Il panorama della responsabilità amministrativa degli enti – ex D.Lgs. n. 231/2001, continua a evolversi a ritmo serrato, imponendo alle aziende italiane un continuo aggiornamento dei propri Modelli di Organizzazione, Gestione e Controllo (M.O.G.). Le recenti riforme legislative hanno ulteriormente ampliato il catalogo dei reati presupposto, introducendo nuove fattispecie legate ai reati informatici, alle violazioni in materia di intelligenza artificiale e ai crimini contro il patrimonio culturale. Questo ampliamento della portata normativa trasforma la compliance 231 da un mero adempimento formale a un pilastro strategico per la governance aziendale.
Le Procure e i Tribunali stanno adottando criteri di valutazione sempre più rigidi per verificare l’effettiva efficacia dei Modelli.
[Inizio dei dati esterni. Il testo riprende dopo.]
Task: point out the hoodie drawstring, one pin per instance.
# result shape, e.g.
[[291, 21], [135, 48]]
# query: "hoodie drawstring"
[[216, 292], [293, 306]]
Non è più sufficiente possedere un M.O.G. “cartaceo” e meramente “formale“; l’Autorità Giudiziaria richiede prove concrete di un’attuazione dinamica, che includa flussi informativi trasparenti, un sistema disciplinare incisivo e un Organismo di Vigilanza (OdV) dotato di reale autonomia e indipendenza finanziaria. In caso di illecito commesso da apicali o sottoposti, l’ente può beneficiare dell’esimente solo se dimostra una cultura della legalità a 360°. Le sanzioni pecuniarie e interdittive, d’altronde, rischiano di compromettere la continuità aziendale e la reputazione sul mercato. Per il prossimo futuro, le sfide principali riguarderanno l’integrazione della compliance 231 con le metriche E.S.G. (Environmental, Social, Governance) e la digitalizzazione dei processi di auditing interno.
Le imprese lungimiranti devono quindi avviare tempestivamente specifici processi di risk assessment per mappare i nuovi rischi e proteggere il proprio business.